Optimistic lenders and optimistic government officials call it "good debt" – borrowing to expand farms, to consolidate properties, to invest in new equipment or to pay the costs of intergenerational transfer. Farm Credit Canada (FCC) says loans in arrears are rare. FCC regularly notes that farm asset values are increasing faster than debt increases, so what's the problem? Farmers are wealthier even as their debt grows.

But that is something of a false argument. Debt servicing is handled from cash flow, not asset value, so when debt servicing costs rise and cash flow diminishes, there is a problem unless you sell to get the asset payoff.

Lenders, normally the most optimistic of souls, actually have started to sound the alarm about growing farm debt levels.

At a Senate agriculture committee, bankers said there is a need for caution. Stacey Schrof, manager of agriculture for TD Canada Trust, was one of them.
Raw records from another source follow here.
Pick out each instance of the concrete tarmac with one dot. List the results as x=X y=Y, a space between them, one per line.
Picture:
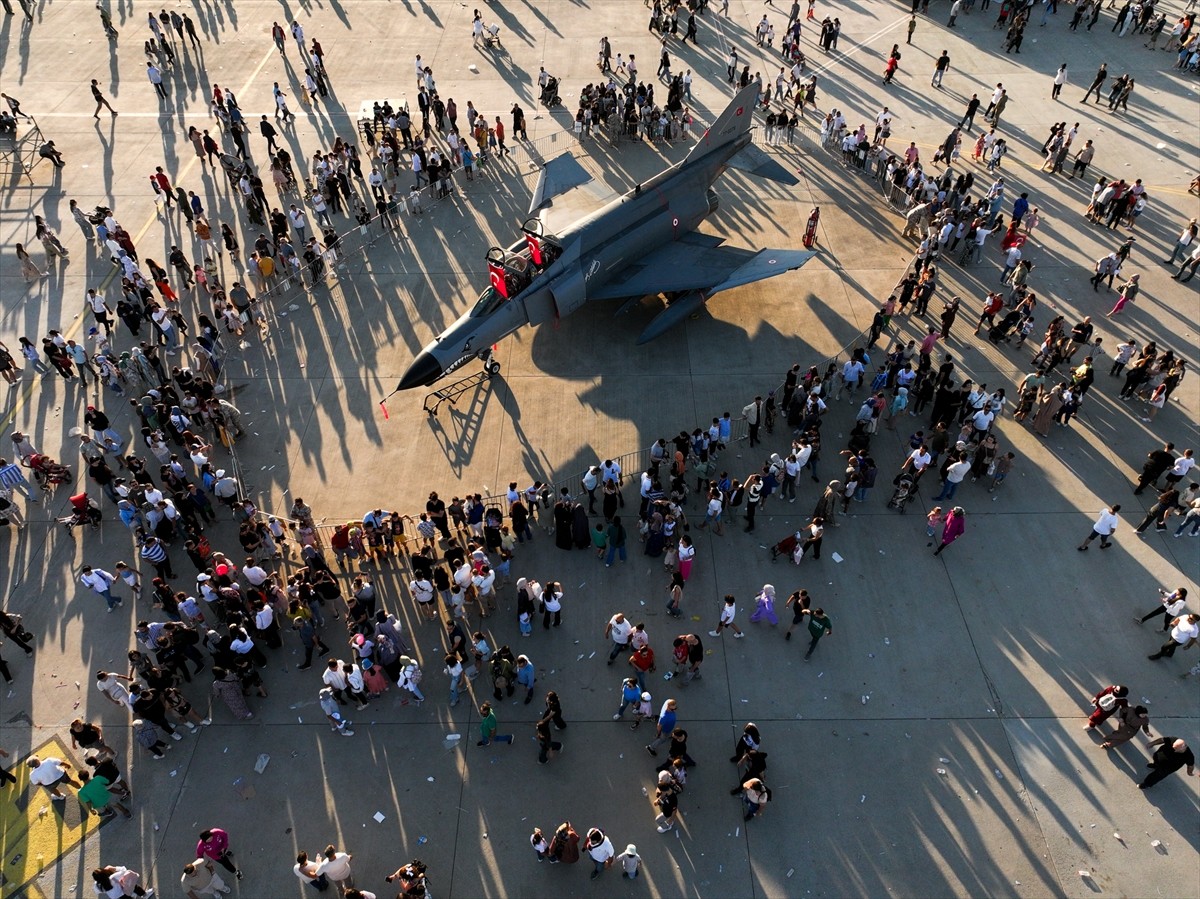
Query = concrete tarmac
x=979 y=663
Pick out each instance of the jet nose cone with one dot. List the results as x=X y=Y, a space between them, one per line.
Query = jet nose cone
x=423 y=372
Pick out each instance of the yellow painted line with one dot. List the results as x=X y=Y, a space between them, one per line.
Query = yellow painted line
x=78 y=323
x=35 y=832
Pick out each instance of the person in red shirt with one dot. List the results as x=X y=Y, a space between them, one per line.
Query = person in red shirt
x=499 y=137
x=214 y=844
x=161 y=184
x=642 y=663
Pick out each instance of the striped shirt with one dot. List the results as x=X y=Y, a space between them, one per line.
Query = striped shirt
x=11 y=475
x=154 y=552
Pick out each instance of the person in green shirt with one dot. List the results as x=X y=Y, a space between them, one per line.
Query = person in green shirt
x=487 y=727
x=819 y=627
x=94 y=795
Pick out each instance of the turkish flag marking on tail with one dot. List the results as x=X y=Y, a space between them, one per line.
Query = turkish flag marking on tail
x=496 y=273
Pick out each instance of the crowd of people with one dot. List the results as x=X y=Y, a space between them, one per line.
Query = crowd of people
x=295 y=574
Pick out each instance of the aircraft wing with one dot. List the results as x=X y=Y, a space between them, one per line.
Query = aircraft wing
x=557 y=177
x=697 y=263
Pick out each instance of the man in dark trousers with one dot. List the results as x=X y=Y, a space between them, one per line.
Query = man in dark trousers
x=270 y=133
x=1171 y=755
x=1157 y=463
x=1097 y=83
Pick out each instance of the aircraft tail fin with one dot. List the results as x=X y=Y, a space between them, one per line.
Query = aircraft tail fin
x=730 y=125
x=753 y=160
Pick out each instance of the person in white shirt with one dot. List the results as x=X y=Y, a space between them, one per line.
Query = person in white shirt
x=918 y=460
x=101 y=582
x=954 y=474
x=600 y=851
x=1104 y=527
x=619 y=631
x=1183 y=465
x=336 y=867
x=335 y=679
x=1171 y=605
x=1185 y=633
x=485 y=587
x=729 y=610
x=49 y=773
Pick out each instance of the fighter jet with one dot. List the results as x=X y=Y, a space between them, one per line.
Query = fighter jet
x=642 y=243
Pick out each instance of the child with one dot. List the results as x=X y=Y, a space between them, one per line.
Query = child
x=645 y=709
x=1003 y=466
x=935 y=517
x=396 y=528
x=508 y=540
x=539 y=844
x=1025 y=330
x=504 y=567
x=279 y=534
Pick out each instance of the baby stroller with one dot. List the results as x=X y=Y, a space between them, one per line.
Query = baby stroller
x=784 y=547
x=48 y=473
x=550 y=97
x=84 y=511
x=905 y=492
x=492 y=521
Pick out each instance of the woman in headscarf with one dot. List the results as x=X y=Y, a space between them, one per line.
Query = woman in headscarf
x=955 y=523
x=827 y=505
x=1048 y=407
x=765 y=605
x=580 y=532
x=564 y=523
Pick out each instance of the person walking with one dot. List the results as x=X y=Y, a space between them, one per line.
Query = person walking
x=100 y=582
x=955 y=523
x=1185 y=633
x=755 y=797
x=666 y=724
x=1107 y=702
x=489 y=726
x=49 y=773
x=726 y=618
x=101 y=101
x=1173 y=754
x=1059 y=81
x=1129 y=721
x=1105 y=527
x=618 y=630
x=819 y=627
x=336 y=867
x=96 y=797
x=546 y=743
x=201 y=877
x=155 y=76
x=600 y=850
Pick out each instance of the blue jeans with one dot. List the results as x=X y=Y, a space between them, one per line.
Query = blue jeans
x=948 y=490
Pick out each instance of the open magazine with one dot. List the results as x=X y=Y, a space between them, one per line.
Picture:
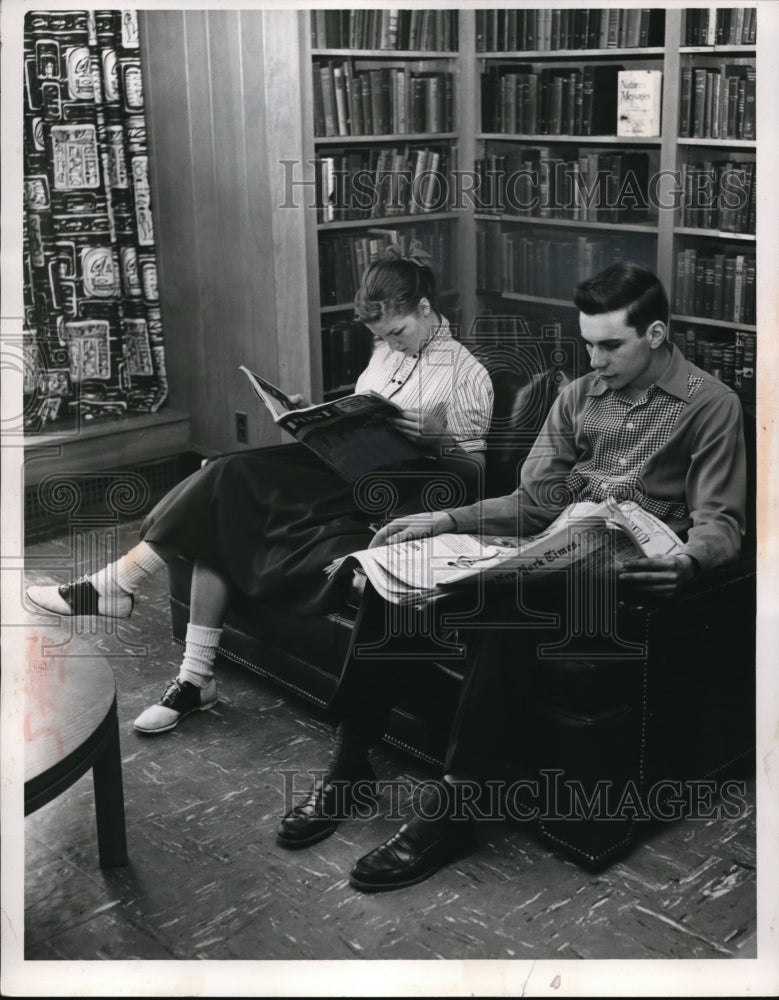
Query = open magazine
x=353 y=435
x=421 y=570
"I am concerned that we have been in the low interest rate environment for quite some time," she said. "People get used to these rates and think they will stay forever. The responsibility of a financial institution is to educate our clients: can the operation sustain the impact of a five per cent interest rate or a seven per cent interest rate. What does that do to the bottom line?"

David Rinneard, director of agriculture and agribusiness for BMO, said he reminds clients that, not so long ago, interest rates were twice as high as now.

Many clients are shocked at the implication. "If you ask anybody, regardless of the industry they are in, whether they can tolerate an interest rate that is twice as high as they are paying today, the response more often than not is 'no.'"

Yet farmers continue to run up debt at record rates, creating a competitive problem with American farmers who face significantly lower debt servicing costs.

Why isn't this part of the Canadian agriculture policy debate? BF

Barry Wilson is a member of the Parliamentary Press Gallery specializing in agriculture.